Não Saí da Minha Noite, de Annie Ernaux


RELATO ÍNTIMO SOBRE ESQUECIMENTO, DOR E MEMÓRIA 

Pela primeira vez, imaginei claramente a sua vida aqui, para lá das minhas visitas (…) Estou a arranjar uma tonelada de culpa para o futuro. Mas mantê-la em minha casa era deixar de viver. Ela ou eu. Lembro-me da última frase que ela escreveu: «Não saí da minha noite.» (p. 34)

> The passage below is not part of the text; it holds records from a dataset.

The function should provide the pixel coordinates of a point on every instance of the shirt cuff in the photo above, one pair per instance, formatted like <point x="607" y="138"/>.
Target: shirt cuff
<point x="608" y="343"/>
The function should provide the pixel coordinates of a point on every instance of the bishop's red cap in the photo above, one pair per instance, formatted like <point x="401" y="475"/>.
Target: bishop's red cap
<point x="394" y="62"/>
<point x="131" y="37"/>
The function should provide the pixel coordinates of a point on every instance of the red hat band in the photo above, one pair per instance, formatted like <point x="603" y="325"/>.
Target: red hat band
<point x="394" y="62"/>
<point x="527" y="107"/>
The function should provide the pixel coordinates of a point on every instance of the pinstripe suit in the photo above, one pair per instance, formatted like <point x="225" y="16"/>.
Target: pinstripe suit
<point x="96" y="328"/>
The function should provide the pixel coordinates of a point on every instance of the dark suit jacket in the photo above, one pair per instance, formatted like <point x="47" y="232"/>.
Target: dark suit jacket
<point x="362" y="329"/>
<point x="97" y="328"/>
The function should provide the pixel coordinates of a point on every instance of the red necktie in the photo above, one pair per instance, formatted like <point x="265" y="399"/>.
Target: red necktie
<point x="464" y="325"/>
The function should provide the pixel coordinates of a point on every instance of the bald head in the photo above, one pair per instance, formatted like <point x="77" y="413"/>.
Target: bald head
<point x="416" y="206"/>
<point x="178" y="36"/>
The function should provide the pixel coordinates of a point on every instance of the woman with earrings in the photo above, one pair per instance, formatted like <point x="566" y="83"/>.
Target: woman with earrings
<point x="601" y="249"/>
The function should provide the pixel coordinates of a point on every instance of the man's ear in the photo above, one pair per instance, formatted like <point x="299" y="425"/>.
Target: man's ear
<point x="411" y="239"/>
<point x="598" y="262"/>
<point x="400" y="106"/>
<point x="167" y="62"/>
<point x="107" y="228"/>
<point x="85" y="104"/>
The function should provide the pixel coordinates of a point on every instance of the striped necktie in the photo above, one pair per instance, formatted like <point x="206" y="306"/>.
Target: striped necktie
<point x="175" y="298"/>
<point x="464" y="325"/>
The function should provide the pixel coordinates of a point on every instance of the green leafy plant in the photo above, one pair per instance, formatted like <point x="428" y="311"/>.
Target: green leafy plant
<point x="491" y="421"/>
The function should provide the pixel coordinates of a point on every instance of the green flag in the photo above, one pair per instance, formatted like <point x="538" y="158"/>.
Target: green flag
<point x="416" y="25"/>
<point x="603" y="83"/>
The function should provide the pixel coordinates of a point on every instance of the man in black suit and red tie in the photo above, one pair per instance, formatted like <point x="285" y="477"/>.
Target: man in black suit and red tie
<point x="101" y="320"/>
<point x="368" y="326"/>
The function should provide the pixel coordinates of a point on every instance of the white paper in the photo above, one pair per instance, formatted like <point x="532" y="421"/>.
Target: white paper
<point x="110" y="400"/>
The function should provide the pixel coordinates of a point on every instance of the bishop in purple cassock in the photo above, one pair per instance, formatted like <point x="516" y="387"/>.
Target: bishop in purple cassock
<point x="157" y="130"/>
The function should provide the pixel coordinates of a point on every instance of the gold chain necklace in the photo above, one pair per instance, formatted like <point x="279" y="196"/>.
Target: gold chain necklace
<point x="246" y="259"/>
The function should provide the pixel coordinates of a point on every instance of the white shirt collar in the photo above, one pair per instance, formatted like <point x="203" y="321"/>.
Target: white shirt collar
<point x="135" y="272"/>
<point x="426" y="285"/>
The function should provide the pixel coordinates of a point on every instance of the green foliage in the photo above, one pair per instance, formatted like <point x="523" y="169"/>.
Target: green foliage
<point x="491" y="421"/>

Depois de se sentir mal e de ser hospitalizada, em 1983, e já acusando algumas falhas de memória e comportamentos estranhos, a mãe de Annie Ernaux recebe o diagnóstico da doença de Alzheimer. Na esperança de que pudesse recuperar o dinamismo e a independência que a caracterizavam, Annie leva-a para sua casa, para junto de si e dos dois netos.

Durante este período, Annie começa a escrever pedaços sem ordem dos comportamentos bizarros que observa da sua mãe, de como se sente perante a crescente degradação e perda de faculdades cognitivas e mentais.

Ante a impotência e incapacidade para ajudar a sua progenitora, a mãe de Annie passa a depender dos cuidados de terceiros, sendo internada no serviço de geriatria, no hospital de Pontoise.

Como pode um livro com menos de cem páginas transportar-nos para uma viagem imersiva, em que perguntas sem resposta encontram-se sempre presentes em cada página:

Quem sofre mais? Aquele(a) que vive, mas já não tem consciência de si e dos outros, da sua existência, ou aquele(as) que lhe são mais próximos(as), neste caso, o(a)s filho(a)s?

Como se lida com a perda de memória, com o esquecimento de si mesmo(a), de como se anda, come, veste, higieniza-se? Escovar o cabelo, cortar as unhas, dar de comer à boca. A inversão de papéis: a mãe que se torna filha, numa criança; a filha que se torna mãe, numa cuidadora permanente. E quando a criança/bebé expressa palavras ou frases de quando ainda era adulta, lúcida e dona da sua cabeça e do seu corpo?

Em «Não Saí da Minha Noite», Annie Ernaux apresenta-nos uma escrita incisiva e desarmante; através dos seus relatos curtos, mas minuciosos, consegue, como pouco(as), transformar dor, angústia e culpa (quase) indizíveis em palavras carregadas de sentido.